A partire dal 12 agosto si è manifestata una nuova fase canicolare, con il caldo che si è intensificato dal 18 agosto a causa dell'estensione verso le Alpi di un anticiclone di origine subtropicale. Le stazioni di misura di Ginevra e Nyon/Changins hanno registrato una sequenza di 15 rispettivamente 14 giornate tropicali consecutive, cioè con temperature massime superiori a 30 °C. Il periodo più lungo in assoluto è quello del 16-31 luglio 1983 con 16 giornate tropicali consecutivi. In questo periodo dell'anno la Svizzera, sia a sud che a nord delle Alpi, "non aveva mai vissuto un periodo caldo così lungo e intenso", rileva MeteoSvizzera. Sono stati battutti numerosi record di caldo, come i i 32,8 gradi misurati il 22 agosto a Disentis (GR), i 31,0 °C di Chaumont (NE) e i 34,1 gradi il 23 agosto a Piotta. Il giorno più caldo dell'anno è stato misurato il 24 agosto a Ginevra-Cointin, con una temperatura massima di 39,3 gradi.

Le precipitazioni

Per quanto riguarda le precipitazioni, i quantitativi totali da giugno ad agosto sono rimasti al di sotto della norma, soprattutto verso la Svizzera occidentale. Per quanto riguarda il Sud delle Alpi, la Svizzera orientale e ampie zone del Vallese le piogge erano attorno alla norma o leggermente superiori. Verso la fine di agosto, una situazione di maltempo ha causato importati quantitativi di precipitazione sul versante meridionale delle Alpi e in alcune parti della Svizzera orientale.
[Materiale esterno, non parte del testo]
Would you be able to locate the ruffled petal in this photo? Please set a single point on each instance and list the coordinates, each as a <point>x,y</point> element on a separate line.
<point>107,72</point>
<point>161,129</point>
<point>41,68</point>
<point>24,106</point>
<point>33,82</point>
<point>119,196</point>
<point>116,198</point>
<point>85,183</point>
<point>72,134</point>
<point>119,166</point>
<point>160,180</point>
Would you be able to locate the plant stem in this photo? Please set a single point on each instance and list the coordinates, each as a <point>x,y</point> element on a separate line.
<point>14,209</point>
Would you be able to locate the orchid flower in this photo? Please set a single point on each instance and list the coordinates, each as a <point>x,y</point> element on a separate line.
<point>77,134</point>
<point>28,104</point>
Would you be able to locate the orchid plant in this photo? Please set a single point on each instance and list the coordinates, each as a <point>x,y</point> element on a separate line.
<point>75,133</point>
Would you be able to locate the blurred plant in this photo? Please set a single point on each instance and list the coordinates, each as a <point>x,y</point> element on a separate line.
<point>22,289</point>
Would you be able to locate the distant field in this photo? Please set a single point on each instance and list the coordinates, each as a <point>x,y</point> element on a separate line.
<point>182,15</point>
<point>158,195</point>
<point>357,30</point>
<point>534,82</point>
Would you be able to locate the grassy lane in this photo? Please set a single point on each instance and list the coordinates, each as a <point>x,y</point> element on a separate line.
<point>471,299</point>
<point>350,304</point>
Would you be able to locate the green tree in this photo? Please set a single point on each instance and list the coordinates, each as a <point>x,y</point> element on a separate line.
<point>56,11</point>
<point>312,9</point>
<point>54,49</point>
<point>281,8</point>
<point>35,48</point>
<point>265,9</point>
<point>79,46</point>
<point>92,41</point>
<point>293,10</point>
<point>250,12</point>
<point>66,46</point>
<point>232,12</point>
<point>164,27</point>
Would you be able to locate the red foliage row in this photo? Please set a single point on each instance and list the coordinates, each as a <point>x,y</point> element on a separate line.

Di conseguenza, gli accumuli del mese hanno raggiunto il 120-180% rispetto alla norma 1991-2020, localmente fino al 200%.

I fenomeni estremi dell'estate 2023

MeteoSvizzera ripercorre infine gli eventi estremi che hanno caratterizzato quest'estate. Vengono in particolare citati violenti temporali avvenuti dal 18 al 22 giugno e l'11 luglio a Nord delle Alpi, che hanno fatto registrare nuovi record di vento per i mesi estivi.

Il 24 luglio un temporale estramemente violento, probabilmente und downburst, ha invece devastato la città di La Chaux-de-Fonds. La stazione di misurazione di MeteoSvizzera, nei pressi dell'aeroporto, ha registrato una raffica massima di 217 km/h in un secondo. La tempesta, che ha causato un morto e 40 feriti, ha danneggiato molti edifici e veicoli. La tempesta ha fatto pure cadere una gru edile e ha piegato il pilone di una linea elettrica ad alta tensione. Anche l'infrastruttura ferroviaria è stata gravemente colpita, con alcune linee che sono state interrotte per diversi giorni.

Dal 26 al 29 agosto, importanti quantitativi di precipitazione sono stati registrati sul versante meridionale delle Alpi, nei Grigioni e in altre parti della Svizzera orientale. In Ticino e nel Moesano a livello locale si sono registrati accumuli sui 3 giorni di 200-300 mm. Il valore più alto è stato registrato a Biasca con 387 mm. Nelle aree limitrofe dei Grigioni centro-settentrionali, gli accumuli sui 3 giorni hanno raggiunto localmente i 170-270 mm. Il valore più alto è stato registrato a Splügen con 279 mm.

Altezza record dell’isoterma di zero gradi

L'estate 2023 si conclude anche con un altro primato. Nella notte tra il 20 e il 21 agosto 2023, l'anticiclone ha innalzato l'isoterma di zero gradi a un'altitudine di 5298 metri. Il precedente record di 5184 m, stabilito il 25 luglio 2022, è stato ampiamente battuto.